Original Paper Information:
Unsupervised Domain Adaptation for Device-free Gesture Recognition
Published 2021-11-20T14:25:35 00:00.
Category: Computer Science
[‘Bin-Bin Zhang’, ‘Dongheng Zhang’, ‘Yadong Li’, ‘Yang Hu’, ‘Yan Chen’]
Device free human gesture recognition with Radio Frequency signals hasattained acclaim due to the omnipresence, privacy protection, and broadcoverage nature of RF signals. However, neural network models trained forrecognition with data collected from a specific domain suffer from significantperformance degradation when applied to a new domain. To tackle this challenge,we propose an unsupervised domain adaptation framework for device free gesturerecognition by making effective use of the unlabeled target domain data.Specifically, we apply pseudo labeling and consistency regularization withelaborated design on target domain data to produce pseudo labels and aligninstance feature of the target domain. Then, we design two data augmentationmethods by randomly erasing the input data to enhance the robustness of themodel. Furthermore, we apply a confidence control constraint to tackle theoverconfidence problem. We conduct extensive experiments on a public WiFidataset and a public millimeter wave radar dataset. The experimental resultsdemonstrate the superior effectiveness of the proposed framework.
Context On This Paper:
The main objective of this paper is to propose an unsupervised domain adaptation framework for device-free gesture recognition using Radio Frequency signals. The research question is how to improve the performance of neural network models trained for recognition with data collected from a specific domain when applied to a new domain. The methodology involves applying pseudo labeling and consistency regularization with elaborated design on target domain data to produce pseudo labels and align instance feature of the target domain. Two data augmentation methods are also designed to enhance the robustness of the model, and a confidence control constraint is applied to tackle the overconfidence problem. The results of extensive experiments on a public WiFi dataset and a public millimeter wave radar dataset demonstrate the superior effectiveness of the proposed framework. The conclusion is that the proposed framework can significantly improve the performance of device-free gesture recognition using RF signals in new domains.

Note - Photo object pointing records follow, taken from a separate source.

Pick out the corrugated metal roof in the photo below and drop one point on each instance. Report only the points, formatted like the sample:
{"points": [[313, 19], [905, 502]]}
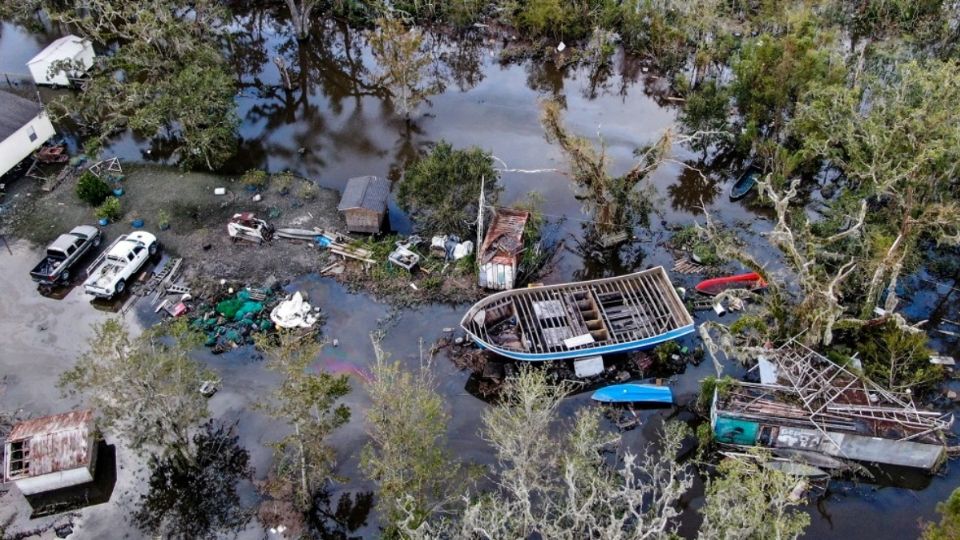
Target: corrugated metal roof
{"points": [[504, 238], [367, 192], [15, 112], [64, 48], [57, 443]]}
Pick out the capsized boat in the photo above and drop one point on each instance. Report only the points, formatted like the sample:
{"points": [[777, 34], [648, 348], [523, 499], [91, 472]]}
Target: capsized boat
{"points": [[751, 281], [572, 320], [634, 393], [745, 183]]}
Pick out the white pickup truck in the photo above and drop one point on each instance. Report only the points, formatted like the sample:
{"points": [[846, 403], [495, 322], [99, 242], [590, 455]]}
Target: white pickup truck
{"points": [[108, 274]]}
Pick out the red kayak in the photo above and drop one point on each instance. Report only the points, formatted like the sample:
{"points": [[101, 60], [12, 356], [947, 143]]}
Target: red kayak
{"points": [[751, 281]]}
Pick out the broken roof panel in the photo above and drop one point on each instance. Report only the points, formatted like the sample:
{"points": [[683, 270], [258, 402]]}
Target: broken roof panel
{"points": [[58, 442], [367, 192], [15, 112]]}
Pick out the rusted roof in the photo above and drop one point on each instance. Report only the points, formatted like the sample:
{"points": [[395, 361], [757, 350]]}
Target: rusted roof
{"points": [[504, 238], [368, 192], [57, 443]]}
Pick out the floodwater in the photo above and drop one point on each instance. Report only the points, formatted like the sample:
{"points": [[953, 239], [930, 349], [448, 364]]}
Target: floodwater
{"points": [[334, 125]]}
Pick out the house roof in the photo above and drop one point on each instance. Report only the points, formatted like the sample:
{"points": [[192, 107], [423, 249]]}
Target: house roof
{"points": [[15, 112], [504, 238], [64, 48], [368, 192], [57, 443]]}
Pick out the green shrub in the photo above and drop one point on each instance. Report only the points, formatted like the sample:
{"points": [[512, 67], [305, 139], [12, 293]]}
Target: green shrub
{"points": [[255, 178], [110, 209], [91, 189]]}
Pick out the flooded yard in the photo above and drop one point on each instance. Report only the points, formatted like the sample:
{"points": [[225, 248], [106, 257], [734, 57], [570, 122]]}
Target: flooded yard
{"points": [[332, 126]]}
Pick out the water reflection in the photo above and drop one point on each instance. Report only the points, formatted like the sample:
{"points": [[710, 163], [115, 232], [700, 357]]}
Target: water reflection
{"points": [[192, 492]]}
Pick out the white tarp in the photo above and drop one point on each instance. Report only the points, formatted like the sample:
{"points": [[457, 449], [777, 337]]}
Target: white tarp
{"points": [[293, 312]]}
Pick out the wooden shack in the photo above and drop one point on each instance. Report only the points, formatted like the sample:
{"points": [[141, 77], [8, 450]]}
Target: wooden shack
{"points": [[500, 252], [364, 203], [52, 452]]}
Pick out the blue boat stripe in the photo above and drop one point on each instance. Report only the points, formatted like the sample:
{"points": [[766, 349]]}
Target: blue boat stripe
{"points": [[579, 353]]}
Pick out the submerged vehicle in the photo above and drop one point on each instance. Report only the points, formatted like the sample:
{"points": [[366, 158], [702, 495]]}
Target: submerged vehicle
{"points": [[557, 322], [634, 393], [108, 275]]}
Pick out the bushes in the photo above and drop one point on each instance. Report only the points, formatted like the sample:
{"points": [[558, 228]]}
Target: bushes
{"points": [[91, 189], [110, 209]]}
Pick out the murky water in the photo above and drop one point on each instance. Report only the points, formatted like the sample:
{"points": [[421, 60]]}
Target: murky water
{"points": [[333, 125]]}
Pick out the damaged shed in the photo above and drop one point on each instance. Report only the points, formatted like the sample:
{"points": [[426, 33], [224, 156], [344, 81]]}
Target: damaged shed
{"points": [[500, 252], [808, 404], [364, 203], [51, 452]]}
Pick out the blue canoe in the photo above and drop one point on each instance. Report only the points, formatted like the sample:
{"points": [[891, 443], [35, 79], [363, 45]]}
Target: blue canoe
{"points": [[745, 183], [634, 393]]}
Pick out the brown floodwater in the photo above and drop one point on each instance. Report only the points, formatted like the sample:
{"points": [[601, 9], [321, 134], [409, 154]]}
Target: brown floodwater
{"points": [[332, 125]]}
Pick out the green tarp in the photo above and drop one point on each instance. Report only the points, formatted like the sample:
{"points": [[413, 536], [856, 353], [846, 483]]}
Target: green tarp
{"points": [[733, 431]]}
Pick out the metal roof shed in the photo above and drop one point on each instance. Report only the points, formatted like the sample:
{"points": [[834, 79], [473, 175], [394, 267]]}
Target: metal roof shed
{"points": [[70, 48], [51, 452], [364, 203]]}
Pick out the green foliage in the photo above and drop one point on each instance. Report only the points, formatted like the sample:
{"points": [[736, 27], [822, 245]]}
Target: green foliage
{"points": [[110, 209], [91, 189], [407, 457], [308, 402], [949, 526], [166, 79], [442, 189], [255, 178], [144, 389], [897, 358], [750, 501]]}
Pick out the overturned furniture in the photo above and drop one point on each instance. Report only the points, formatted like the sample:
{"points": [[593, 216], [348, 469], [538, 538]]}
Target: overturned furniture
{"points": [[806, 404], [246, 226], [50, 453], [573, 320], [500, 252], [364, 203]]}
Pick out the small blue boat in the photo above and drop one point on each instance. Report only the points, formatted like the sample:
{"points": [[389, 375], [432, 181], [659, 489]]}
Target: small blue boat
{"points": [[634, 393], [745, 183]]}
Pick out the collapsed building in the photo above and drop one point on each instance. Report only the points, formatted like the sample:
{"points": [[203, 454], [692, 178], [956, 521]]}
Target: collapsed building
{"points": [[811, 409]]}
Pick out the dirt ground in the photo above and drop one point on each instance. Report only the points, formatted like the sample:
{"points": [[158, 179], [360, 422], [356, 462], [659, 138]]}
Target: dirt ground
{"points": [[198, 220]]}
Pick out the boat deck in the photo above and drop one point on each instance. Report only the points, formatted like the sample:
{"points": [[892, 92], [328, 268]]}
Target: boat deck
{"points": [[585, 315]]}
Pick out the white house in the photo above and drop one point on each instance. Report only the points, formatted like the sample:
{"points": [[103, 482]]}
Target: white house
{"points": [[71, 48], [24, 127], [51, 452]]}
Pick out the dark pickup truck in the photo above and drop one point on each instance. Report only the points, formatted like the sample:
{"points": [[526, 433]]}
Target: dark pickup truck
{"points": [[63, 253]]}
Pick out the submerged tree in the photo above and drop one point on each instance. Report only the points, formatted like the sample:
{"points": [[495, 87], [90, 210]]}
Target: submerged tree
{"points": [[398, 52], [145, 389], [441, 190], [750, 501], [559, 483], [616, 203], [308, 403], [194, 494], [407, 457]]}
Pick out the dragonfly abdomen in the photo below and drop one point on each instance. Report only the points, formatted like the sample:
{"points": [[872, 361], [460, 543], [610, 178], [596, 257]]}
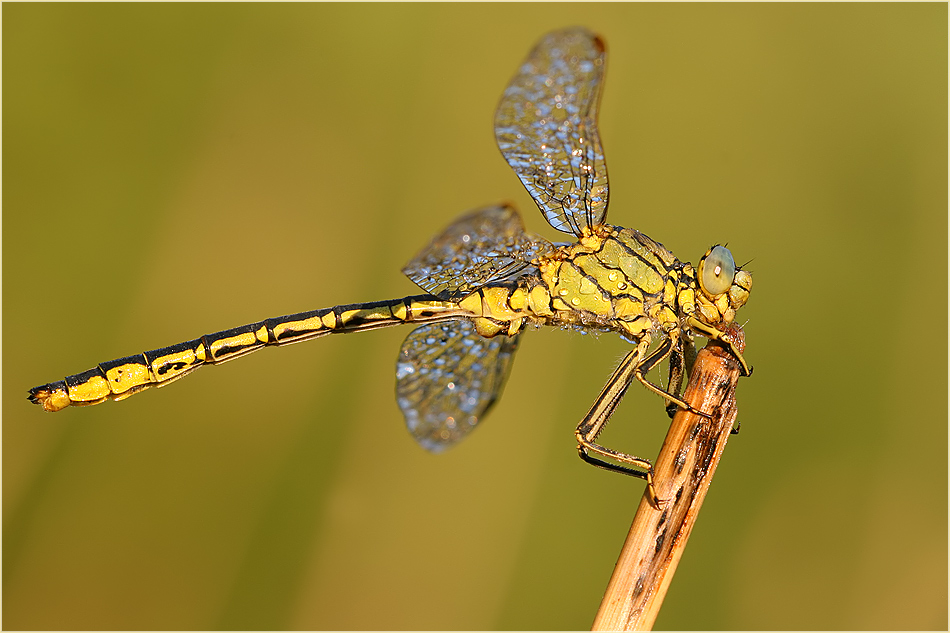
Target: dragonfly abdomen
{"points": [[120, 378]]}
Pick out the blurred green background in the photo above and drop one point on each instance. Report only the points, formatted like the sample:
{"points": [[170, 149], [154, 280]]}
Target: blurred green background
{"points": [[175, 169]]}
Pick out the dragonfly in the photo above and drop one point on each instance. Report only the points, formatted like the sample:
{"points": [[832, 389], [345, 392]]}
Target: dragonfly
{"points": [[486, 280]]}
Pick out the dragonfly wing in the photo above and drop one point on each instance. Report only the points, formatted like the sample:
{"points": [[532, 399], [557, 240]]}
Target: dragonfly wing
{"points": [[447, 378], [485, 246], [546, 128]]}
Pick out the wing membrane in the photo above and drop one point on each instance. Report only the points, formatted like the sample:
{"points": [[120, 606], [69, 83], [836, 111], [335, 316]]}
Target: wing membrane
{"points": [[546, 128], [448, 377], [486, 246]]}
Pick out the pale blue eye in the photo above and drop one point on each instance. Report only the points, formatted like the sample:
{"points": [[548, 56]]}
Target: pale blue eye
{"points": [[718, 271]]}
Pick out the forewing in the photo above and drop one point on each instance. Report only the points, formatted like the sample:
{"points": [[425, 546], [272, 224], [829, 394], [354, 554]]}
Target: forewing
{"points": [[546, 128], [485, 246], [447, 377]]}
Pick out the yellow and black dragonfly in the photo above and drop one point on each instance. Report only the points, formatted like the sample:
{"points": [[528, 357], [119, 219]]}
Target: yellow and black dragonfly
{"points": [[486, 279]]}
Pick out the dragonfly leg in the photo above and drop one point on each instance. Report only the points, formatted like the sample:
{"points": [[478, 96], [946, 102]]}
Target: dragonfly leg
{"points": [[595, 420], [682, 357], [656, 357], [713, 334]]}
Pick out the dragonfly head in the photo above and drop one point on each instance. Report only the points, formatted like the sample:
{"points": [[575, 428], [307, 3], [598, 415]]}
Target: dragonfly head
{"points": [[724, 287]]}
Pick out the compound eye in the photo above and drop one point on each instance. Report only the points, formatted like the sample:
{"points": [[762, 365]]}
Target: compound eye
{"points": [[718, 271]]}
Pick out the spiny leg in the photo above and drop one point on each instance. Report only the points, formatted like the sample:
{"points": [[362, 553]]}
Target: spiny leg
{"points": [[656, 357], [716, 335], [682, 358], [595, 420]]}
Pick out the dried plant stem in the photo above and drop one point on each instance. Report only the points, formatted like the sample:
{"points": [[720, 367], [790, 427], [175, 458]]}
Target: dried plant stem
{"points": [[684, 470]]}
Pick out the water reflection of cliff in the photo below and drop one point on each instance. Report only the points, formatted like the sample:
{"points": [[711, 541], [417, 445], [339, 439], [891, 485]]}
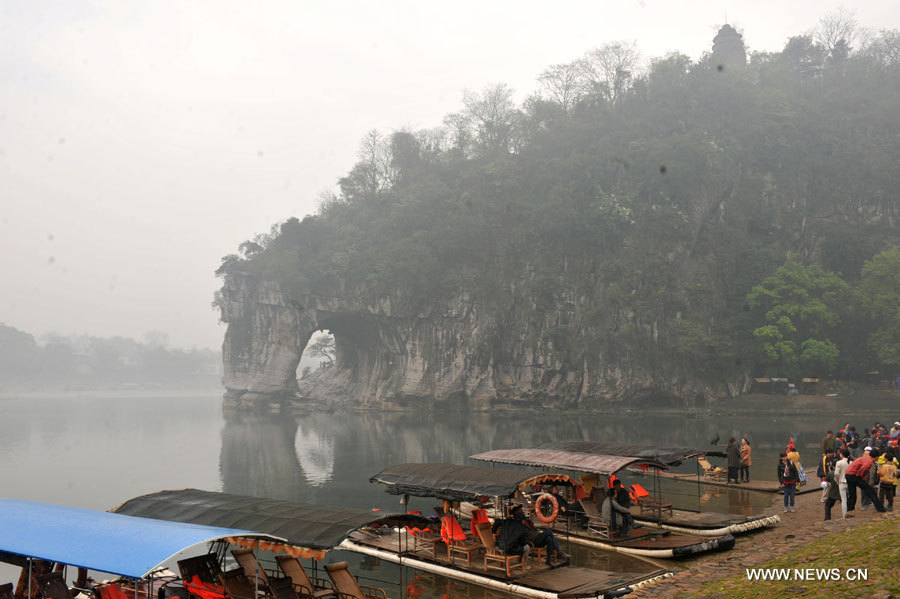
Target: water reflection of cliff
{"points": [[328, 457], [258, 458]]}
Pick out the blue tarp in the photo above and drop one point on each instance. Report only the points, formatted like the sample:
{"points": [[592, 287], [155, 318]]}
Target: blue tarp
{"points": [[113, 543]]}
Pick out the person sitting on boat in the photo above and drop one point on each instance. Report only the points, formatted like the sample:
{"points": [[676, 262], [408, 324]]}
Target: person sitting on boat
{"points": [[564, 506], [517, 533], [612, 510]]}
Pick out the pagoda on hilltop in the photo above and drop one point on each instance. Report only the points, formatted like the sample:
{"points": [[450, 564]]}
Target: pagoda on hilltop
{"points": [[728, 48]]}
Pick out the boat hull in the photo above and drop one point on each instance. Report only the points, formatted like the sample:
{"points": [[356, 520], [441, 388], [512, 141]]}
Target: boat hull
{"points": [[515, 587], [646, 548]]}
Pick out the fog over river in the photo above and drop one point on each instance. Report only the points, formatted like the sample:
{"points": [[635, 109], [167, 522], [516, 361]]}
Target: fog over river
{"points": [[96, 452]]}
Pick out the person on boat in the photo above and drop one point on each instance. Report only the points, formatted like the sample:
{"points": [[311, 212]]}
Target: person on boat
{"points": [[832, 493], [567, 508], [733, 459], [517, 533], [746, 462], [840, 472], [787, 478], [612, 510], [564, 506]]}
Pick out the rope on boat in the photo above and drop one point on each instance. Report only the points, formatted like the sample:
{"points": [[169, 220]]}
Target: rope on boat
{"points": [[515, 589]]}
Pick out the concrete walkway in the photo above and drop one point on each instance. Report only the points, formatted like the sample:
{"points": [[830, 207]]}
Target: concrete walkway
{"points": [[752, 550]]}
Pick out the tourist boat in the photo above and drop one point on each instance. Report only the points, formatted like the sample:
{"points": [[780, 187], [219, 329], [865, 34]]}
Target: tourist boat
{"points": [[45, 540], [388, 537], [705, 523], [650, 541]]}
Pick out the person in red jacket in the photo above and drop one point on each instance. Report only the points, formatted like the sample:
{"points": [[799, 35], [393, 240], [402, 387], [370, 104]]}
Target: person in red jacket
{"points": [[857, 473]]}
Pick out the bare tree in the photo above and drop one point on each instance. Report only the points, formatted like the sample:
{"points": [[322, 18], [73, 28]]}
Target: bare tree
{"points": [[610, 68], [373, 172], [563, 83], [839, 32]]}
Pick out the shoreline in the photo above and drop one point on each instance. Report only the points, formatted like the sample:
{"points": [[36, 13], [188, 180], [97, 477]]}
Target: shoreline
{"points": [[796, 531]]}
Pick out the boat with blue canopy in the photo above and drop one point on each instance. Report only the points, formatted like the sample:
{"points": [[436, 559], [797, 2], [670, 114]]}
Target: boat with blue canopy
{"points": [[46, 539]]}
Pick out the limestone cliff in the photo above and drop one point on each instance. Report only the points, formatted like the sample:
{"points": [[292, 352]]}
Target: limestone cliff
{"points": [[388, 355]]}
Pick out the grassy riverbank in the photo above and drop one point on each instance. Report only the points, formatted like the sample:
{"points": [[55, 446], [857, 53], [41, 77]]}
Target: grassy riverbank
{"points": [[873, 546]]}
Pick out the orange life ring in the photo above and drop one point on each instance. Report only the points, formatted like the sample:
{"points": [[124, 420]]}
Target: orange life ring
{"points": [[539, 508]]}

The paper discusses the challenges of device-free human gesture recognition using radio frequency signals and proposes an unsupervised domain adaptation framework to address the issue of performance degradation when applied to a new domain. The proposed framework uses pseudo labeling, consistency regularization, and data augmentation methods to enhance the robustness of the model. The authors also apply a confidence control constraint to tackle the overconfidence problem. The experimental results on public WiFi and millimeter wave radar datasets demonstrate the superior effectiveness of the proposed framework. This research has implications for small businesses that may be interested in using device-free gesture recognition in their operations, as it highlights the importance of adapting models to new domains and the potential benefits of unsupervised domain adaptation techniques.
About The Authors:
Bin-Bin Zhang is a renowned scientist in the field of artificial intelligence. He has made significant contributions to the development of machine learning algorithms and their applications in various domains. He is particularly interested in deep learning and has published several papers on the topic. Bin-Bin Zhang is currently a professor at the University of Science and Technology of China.Dongheng Zhang is a leading researcher in the field of natural language processing. He has developed several algorithms for text classification, sentiment analysis, and machine translation. His work has been widely cited and has had a significant impact on the field. Dongheng Zhang is currently a professor at Tsinghua University.Yadong Li is a prominent scientist in the field of computer vision. He has developed several algorithms for object recognition, image segmentation, and scene understanding. His work has been applied in various domains, including autonomous driving and robotics. Yadong Li is currently a professor at the Chinese Academy of Sciences.Yang Hu is a rising star in the field of reinforcement learning. He has developed several algorithms for decision-making in complex environments, such as games and robotics. His work has been recognized with several awards, including the Best Paper Award at the International Conference on Machine Learning. Yang Hu is currently a professor at Shanghai Jiao Tong University.Yan Chen is a distinguished scientist in the field of human-computer interaction. She has developed several systems that enable people to interact with computers in natural ways, such as speech and gesture. Her work has been applied in various domains, including healthcare and education. Yan Chen is currently a professor at Northwestern University.